A look at the XML-XPath JVM library landscape made me shortlist the following for a quick investigation -
- scala.xml - Scala’s built-in parser
- javax.xml.xpath
- net.sf.saxon
- vtd-xml
This post is a work-in-progress and I will refrain from drawing conclusions. As and when I find more, I shall add. Some passing reader may find the numbers helpful for some other cause in the wild.

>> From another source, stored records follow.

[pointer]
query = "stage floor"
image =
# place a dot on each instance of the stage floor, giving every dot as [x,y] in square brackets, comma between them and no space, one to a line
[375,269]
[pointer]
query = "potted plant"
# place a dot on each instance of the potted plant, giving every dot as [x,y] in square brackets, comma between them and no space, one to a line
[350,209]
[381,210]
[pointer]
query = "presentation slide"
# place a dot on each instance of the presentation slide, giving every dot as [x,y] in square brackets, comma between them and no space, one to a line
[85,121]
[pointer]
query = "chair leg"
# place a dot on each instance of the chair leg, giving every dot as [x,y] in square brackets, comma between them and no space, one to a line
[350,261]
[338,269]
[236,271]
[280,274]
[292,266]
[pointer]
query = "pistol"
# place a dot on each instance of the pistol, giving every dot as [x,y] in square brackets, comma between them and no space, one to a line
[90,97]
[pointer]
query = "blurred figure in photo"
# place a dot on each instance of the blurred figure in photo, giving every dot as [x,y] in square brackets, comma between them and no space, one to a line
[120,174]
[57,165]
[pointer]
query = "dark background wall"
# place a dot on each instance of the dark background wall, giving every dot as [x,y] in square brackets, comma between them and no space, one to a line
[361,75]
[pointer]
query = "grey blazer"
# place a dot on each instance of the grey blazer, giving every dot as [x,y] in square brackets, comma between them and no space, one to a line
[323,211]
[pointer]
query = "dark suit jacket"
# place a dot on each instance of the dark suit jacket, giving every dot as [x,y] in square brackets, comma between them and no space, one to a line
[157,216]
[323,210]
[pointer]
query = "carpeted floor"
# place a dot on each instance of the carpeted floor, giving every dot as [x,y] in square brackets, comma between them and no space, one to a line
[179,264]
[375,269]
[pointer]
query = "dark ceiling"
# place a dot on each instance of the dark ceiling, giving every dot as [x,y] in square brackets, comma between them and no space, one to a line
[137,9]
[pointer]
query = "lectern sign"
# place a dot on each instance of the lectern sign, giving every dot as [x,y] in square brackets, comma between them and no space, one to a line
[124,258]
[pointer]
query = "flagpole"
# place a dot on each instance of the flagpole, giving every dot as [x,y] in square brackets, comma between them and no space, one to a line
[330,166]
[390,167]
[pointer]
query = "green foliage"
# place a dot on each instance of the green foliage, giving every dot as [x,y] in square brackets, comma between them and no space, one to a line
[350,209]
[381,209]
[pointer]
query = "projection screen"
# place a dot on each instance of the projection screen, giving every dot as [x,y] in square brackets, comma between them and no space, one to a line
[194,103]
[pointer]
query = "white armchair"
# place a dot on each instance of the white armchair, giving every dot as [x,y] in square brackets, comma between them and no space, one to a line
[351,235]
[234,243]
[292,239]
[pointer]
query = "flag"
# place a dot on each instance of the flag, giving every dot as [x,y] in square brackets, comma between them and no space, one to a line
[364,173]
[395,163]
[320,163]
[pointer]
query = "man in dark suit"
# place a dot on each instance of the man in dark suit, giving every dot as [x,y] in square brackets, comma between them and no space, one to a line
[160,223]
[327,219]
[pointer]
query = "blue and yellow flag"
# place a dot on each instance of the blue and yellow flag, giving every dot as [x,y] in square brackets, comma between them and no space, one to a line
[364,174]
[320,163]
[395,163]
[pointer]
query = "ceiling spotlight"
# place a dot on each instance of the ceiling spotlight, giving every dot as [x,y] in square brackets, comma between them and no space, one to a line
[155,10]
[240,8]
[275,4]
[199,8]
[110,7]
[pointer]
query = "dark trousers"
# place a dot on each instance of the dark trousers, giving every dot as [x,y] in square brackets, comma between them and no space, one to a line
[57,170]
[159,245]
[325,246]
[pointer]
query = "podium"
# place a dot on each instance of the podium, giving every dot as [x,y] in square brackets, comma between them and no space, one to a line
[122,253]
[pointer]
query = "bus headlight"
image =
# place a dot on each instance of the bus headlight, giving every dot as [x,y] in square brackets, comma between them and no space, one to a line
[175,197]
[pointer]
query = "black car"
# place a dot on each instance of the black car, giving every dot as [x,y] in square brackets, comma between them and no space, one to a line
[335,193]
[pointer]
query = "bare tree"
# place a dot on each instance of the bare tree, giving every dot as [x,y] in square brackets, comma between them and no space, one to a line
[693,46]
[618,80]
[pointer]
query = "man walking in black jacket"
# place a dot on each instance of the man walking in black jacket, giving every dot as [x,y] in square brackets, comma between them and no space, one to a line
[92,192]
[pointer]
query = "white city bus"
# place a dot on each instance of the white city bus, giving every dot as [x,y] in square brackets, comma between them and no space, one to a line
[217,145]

Now, the environment details -
- The approx size of XML’s I used was ~ 70MB. That does not make it very large but the complexity of the structure can be the dark variable in XML processing. Even a 5MB XML with small elements, recursive lookups etc (those that people refer to as XML database) can be much harder to search within than a 500MB one which has a straight simple flow (say like Log4J Xml logs). The XML I used was neither as complex as a database or as simple as a log. It was more alike the configuration (more complex than tomcat web.xml but similar) XML files with fairly deep nesting
- All numbers are mean over run of 30 iterations. they should be treated as ballparks
- Tests were run on my 4core 8GB Mac OSX Mavericks
- Java version “1.7.0_51”. Scala version “2.11.0”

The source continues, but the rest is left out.